La posición de Estados Unidos frente al mundo árabe antes
del desencadenamiento de estas crisis, a diferencia de la Administración Bush
quien intentó imponer la freedom agenda a los países Medio Oriente a fin de que
se reencausen hacia la democracia, el Presidente Obama ha impulsado una
política más cauta, apoyando la democracia pero remarcando su falta de interés
en imponer modelos.
Esta estrategia responde al efecto contraproducente que
generó la "freedom
agenda" de su antecesor y que no era otra cosa que era la materialización
de la particular teoría neoconservadora post 11 de septiembre de 2001 donde la
raíz del terrorismo era la ausencia de democracia en los países primordialmente
musulmanes.
El punto a subrayar es que la freedom agenda implicaba la
imposición de la democracia en el mundo árabe, pero también con una sutileza
que era que el gobierno estadounidense no quería perder sus intereses
estratégicos, por lo que su aplicación en la práctica iba a verse limitada por
la necesidad de mantener buena relación con esos líderes que hoy son
cuestionados por sus propios pueblos.
La posición de la actual Administración estadounidense
refleja la continuidad en el relacionamiento con los gobernantes cuestionados
por sus pueblos. Lo que hoy sigue pesando en el gobierno estadounidense es el
temor a que todos estos cambios alteren los equilibrios, alianzas y apoyos
estratégicos en la región.
Todo lo que está aconteciendo hace poner en duda la
estrategia de seguridad construida por décadas por Estados Unidos en la zona.
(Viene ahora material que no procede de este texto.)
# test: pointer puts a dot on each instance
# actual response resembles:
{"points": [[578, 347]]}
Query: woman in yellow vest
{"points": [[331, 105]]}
Egipto, Yemen, Barhein y Jordania integran un equilibrio beneficioso para sus
intereses.
La Administración Obama tampoco actuó como es previsible- con
todos los gobiernos en crisis de manera lineal. En efecto, con sus aliados o
socios estratégicos en la región como Egipto y Bahrein, retrasó toda actuación
que notablemente denotara su desaprobación hacia la actitud o las medidas
adoptadas por esos gobiernos. En el caso de Bahrein hubo silencio por parte de
la administración estadounidense hasta que el Obama se contactó telefónicamente
con el Rey Hamad bin Isa al Jalifa para que llevara adelante reformas,
remarcando siempre que Bahrein era un "viejo" socio de los Estados
Unidos.
El caso de Yemen también es para destacar porque el Obama se
comunicó con el Presidente Saleh para felicitarlo por las medidas de reformas
significativas que emprendería. No es un dato nada desdeñable que en el mismo
comunicado de la Casa Blanca donde se relata esa conversación telefónica se
resalta que es imperativo que ese país tome fuertes acciones contra Al Qaeda en
la Península Arábiga, remarcando así el rol que juega en el tablero estratégico de los Estados Unidos.
Un dato claro del interés de este país en la resolución de
ciertas crisis se denotó en las gestiones de altas autoridades estadounidenses
y que implicaron en envío de emisarios del Presidente a Egipto, llamadas
telefónicas entre las autoridades de ambos países (Bahrein, Egipto, Yemen y
Arabia Saudita) y el viaje de funcionarios del Departamento de Estado
(Subsecretario de Asuntos del Cercano Oriente a Bahrein).
En lo que respecta a Libia, suspendió sus relaciones, planea
sanciones unilaterales y multilateras. Aunque, la situación fue llevada a las
Naciones Unidas donde se espera una resolución contra las violaciones de los
derechos humanos por parte de Gaddafi.
Se podría concluir con otra pregunta, cómo se rearmará el
tablero estratégico estadounidense en el norte de Africa y en Medio Oriente.
Ello dependerá, según su actual "explícita" posición, de la evolución
de los acontecimientos, debiéndose resaltar que, en el caso particular de
Libia, la posibilidad de adopción de medidas multi o unilaterales no pareciera
responder a una política pasiva y expectante como en los casos anteriores.